It's to bad they didn't think of adding this in amendment XIII (Ending slavery.)

Some internet advocites have displayed a lack of understanding of how to lobby, or how to work the legal system. This paper is my attempt to mend this lack of solidarity. When a party decides to push some legislation through Congress, do you think they propose the law they would like to see passed, or do they create an extreme law and prepare to bargin down. Democrats, Republicans, the MPAA, the RIAA, even the AARP hit the ground running on one platform one view and one extreme draft of how the law should be. Most lobbiest groups overstep their bounds and then perform a backstep or two in the name of `comprimise'. It's time we did the same.

A republic is all about what people think is OK. That's why it is IMPORTANT we change peoples minds.

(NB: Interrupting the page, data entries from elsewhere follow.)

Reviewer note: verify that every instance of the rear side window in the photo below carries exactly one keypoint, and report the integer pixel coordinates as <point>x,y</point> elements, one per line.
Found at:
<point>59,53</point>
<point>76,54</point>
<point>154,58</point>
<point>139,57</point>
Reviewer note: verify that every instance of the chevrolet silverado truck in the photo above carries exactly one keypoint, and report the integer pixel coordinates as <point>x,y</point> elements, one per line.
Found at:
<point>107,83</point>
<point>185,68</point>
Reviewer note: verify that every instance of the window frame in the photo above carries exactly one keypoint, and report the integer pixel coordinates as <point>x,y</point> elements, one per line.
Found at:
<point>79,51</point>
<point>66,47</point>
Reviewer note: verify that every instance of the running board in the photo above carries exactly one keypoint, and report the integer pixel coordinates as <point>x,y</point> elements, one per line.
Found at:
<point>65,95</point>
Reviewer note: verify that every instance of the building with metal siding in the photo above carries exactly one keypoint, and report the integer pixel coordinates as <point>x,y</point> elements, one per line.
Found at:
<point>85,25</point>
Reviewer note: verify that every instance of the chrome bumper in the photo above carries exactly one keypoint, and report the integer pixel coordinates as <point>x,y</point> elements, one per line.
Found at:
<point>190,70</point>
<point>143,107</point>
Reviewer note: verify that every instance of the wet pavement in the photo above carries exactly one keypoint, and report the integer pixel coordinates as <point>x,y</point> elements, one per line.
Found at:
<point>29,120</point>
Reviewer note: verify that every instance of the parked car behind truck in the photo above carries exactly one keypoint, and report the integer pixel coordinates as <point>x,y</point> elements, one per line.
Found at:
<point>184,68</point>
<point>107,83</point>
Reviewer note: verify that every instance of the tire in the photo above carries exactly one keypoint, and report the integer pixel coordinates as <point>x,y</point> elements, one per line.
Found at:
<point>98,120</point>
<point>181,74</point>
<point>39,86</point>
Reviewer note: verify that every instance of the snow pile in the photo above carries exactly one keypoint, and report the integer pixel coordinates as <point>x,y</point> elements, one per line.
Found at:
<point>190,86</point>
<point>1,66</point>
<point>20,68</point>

But if we are even the slightest bit wishy-washy even five minutes to midnight, when we finally do bargan, the bill will be passed with 10 rider bills and no teeth. We need teeth and we need to bite them where it hurts! Only when the internet community rips some aggressors antique business model to shreads for trying to cage it, will the status quo leave the internet alone.

We should remember the DMCA is not our only source of trouble. You might even find like I did that the evils we have long known are far more dangerous and a firm foundation for the DMCA and UTICA. Without the legs of absurd copyright stay and the post purchase contract/license agreement, this insidious empire would not have the strength to declare war on the American people. We need to acknowledge what laws gave these middlemen strength and attack them there. We will regain choice back only after we change our legal landscape. When we return copyright to its original state, the artists and world will thank us for it.

If you understand this, and you understand why the cost of digital data transfer and storage is growing neglegable, you understand why they look at the Internet and it's spawn Linux with mortal fear.